# Tapering Jig off miter.



## RussellAP (Feb 21, 2012)

Most of the reviews I've read on tapering jigs are all done from the fence, and people don't like them because they slip and are dangerous. 
I watched a video on making a tapering jig that works on the miter slot so I decided to build it. It takes about 30 minutes to make it, unless you figure on a trip to Lowes for that long screw, like I did.

I didn't get real fancy with this, just used what I had laying around. The jig is 37 inches long and about 8 inches wide. Here it is assembled.










The angled board on the left serves as a stop for the upper part of the work. 









Just cut a few notches in the hold down stock so it can be used on different thickness.










The bottom has an alignment guide to keep tight. You can screw this in as needed where ever your board ends. 
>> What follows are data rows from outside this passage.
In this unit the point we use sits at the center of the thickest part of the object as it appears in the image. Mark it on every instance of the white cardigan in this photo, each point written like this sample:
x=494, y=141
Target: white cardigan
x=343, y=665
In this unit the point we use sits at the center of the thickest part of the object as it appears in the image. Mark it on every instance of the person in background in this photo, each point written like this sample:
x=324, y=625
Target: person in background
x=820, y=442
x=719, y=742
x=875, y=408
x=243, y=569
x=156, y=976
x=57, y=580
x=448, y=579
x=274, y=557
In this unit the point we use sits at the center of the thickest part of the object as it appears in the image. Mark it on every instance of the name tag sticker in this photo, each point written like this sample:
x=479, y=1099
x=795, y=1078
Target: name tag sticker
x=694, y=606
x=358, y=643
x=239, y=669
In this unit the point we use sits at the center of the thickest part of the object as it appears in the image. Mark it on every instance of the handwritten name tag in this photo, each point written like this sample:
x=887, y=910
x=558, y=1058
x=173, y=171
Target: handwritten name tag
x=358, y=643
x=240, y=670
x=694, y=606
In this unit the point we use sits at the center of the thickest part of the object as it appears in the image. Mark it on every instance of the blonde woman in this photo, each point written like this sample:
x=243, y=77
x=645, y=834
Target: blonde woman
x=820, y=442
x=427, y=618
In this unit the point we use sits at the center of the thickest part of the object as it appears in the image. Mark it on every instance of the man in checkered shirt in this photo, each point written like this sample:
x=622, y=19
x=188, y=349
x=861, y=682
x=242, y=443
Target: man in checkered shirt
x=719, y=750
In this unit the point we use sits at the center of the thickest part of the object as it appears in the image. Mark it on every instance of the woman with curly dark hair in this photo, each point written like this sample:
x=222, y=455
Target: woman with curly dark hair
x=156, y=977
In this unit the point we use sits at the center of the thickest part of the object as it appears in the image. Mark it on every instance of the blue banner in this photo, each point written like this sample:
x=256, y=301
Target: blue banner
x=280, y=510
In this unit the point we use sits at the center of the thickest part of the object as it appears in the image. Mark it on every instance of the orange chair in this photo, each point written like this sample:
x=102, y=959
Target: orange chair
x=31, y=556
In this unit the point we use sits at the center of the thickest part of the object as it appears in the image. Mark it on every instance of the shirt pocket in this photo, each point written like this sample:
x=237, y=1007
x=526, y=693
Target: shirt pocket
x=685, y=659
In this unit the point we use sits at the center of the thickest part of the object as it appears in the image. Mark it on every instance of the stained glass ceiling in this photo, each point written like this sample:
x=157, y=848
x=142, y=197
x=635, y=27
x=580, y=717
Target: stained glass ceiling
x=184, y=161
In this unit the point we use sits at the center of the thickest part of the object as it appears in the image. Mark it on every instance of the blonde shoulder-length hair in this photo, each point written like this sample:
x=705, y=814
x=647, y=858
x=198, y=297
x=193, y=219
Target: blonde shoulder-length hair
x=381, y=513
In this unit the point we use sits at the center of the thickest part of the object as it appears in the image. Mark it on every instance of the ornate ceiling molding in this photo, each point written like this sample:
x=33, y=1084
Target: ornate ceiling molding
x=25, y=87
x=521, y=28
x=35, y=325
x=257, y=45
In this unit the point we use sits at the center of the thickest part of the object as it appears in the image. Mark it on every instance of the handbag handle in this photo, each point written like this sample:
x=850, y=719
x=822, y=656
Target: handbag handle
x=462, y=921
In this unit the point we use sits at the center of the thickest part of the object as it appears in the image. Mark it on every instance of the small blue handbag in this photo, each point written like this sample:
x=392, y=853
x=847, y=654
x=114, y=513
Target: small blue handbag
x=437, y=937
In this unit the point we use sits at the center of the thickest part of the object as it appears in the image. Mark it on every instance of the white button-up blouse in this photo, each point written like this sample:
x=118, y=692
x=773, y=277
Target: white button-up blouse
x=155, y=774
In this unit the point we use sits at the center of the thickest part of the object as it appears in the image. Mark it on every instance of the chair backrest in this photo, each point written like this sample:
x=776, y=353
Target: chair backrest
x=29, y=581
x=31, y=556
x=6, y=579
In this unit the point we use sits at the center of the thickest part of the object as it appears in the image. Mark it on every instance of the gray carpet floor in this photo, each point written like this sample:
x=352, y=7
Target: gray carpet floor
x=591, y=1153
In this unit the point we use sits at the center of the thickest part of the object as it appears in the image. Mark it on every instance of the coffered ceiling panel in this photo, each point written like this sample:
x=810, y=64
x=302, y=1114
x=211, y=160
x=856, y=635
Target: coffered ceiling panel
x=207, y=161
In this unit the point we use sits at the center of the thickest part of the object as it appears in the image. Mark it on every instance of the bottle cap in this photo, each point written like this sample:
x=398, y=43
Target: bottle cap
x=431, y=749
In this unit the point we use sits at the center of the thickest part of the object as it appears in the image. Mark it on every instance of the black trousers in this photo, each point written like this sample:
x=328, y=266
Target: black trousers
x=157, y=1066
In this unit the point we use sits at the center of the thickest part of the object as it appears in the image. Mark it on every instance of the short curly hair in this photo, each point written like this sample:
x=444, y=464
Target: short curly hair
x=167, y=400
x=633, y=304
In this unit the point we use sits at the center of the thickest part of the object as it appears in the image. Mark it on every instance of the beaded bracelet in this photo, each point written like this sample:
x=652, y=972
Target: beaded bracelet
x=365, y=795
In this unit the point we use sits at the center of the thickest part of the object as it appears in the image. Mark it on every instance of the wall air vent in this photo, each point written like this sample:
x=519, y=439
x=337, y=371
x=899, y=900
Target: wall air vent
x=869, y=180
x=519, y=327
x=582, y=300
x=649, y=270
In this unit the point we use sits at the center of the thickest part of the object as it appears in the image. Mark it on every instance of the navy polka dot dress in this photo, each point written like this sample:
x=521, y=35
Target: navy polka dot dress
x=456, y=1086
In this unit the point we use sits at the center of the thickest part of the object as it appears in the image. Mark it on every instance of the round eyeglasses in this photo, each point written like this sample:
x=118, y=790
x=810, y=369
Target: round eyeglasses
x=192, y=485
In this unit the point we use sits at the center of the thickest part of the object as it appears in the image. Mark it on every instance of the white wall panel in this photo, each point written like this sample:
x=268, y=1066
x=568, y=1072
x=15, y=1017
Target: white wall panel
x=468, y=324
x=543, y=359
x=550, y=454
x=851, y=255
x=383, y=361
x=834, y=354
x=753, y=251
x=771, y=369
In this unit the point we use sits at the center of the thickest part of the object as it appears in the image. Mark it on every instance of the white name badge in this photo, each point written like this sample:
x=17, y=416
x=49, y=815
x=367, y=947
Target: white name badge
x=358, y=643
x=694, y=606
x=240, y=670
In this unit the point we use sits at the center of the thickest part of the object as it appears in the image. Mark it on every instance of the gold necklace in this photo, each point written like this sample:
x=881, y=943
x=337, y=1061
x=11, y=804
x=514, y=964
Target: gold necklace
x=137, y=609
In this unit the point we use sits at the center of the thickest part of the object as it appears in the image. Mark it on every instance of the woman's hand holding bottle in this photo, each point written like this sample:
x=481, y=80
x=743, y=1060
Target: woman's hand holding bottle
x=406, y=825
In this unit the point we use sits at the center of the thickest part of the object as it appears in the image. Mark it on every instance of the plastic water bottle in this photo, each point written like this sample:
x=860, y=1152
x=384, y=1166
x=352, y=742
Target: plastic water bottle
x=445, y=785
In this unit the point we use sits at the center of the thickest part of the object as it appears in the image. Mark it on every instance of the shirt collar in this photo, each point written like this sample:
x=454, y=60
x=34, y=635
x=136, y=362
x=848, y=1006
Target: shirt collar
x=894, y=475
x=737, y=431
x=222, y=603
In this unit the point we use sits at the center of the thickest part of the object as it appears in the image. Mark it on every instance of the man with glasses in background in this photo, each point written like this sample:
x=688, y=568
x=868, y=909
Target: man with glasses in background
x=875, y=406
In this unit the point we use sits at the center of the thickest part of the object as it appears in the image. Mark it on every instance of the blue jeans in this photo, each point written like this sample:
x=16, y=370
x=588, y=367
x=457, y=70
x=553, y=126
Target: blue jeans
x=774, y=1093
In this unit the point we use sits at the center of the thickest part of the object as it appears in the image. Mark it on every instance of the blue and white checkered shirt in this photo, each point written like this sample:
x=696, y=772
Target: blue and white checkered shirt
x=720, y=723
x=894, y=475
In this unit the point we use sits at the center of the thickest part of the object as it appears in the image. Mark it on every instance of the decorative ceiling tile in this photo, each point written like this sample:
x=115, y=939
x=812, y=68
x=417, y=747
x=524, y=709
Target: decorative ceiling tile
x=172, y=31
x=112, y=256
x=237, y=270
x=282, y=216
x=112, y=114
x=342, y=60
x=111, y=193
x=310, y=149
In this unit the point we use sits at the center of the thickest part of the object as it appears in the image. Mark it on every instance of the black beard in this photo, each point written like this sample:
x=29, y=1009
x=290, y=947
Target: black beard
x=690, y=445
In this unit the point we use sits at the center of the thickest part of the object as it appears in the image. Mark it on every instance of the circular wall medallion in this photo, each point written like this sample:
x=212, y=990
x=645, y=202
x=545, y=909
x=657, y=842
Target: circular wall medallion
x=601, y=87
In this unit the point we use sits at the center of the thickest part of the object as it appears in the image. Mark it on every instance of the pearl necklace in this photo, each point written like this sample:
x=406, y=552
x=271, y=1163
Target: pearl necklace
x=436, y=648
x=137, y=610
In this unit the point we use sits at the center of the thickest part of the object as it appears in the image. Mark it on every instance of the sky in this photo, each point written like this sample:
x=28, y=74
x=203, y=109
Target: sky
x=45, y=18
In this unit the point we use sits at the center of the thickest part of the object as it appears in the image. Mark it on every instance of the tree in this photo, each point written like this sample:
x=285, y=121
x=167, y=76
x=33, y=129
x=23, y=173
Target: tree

The runner is cut a little loose in the slot so as you cut the work you push the sled toward the blade and when you draw it back you hold it to the left leaving some play between the work and the blade so you don't scar the work.










I tried it and it works like a champ.


----------



## pete724 (Mar 9, 2016)

I built one of these.






It does go against the fence but there is no reason you couldn't make one with a miter guide bar instead.


----------



## rwe2156 (May 7, 2014)

I've never seen it as an issue, so long as you just pay attention to what your doing (which you're supposed to do no matter what, right?). I suppose if one is worried about this, they can use a feather board against the jig base.

For those interested, I've found Latta's version to be the best I've seen. And it has a lip to keep it against the fence. It can easily do 4 sided tapers. I'm going to build one the next time I do tapers.


----------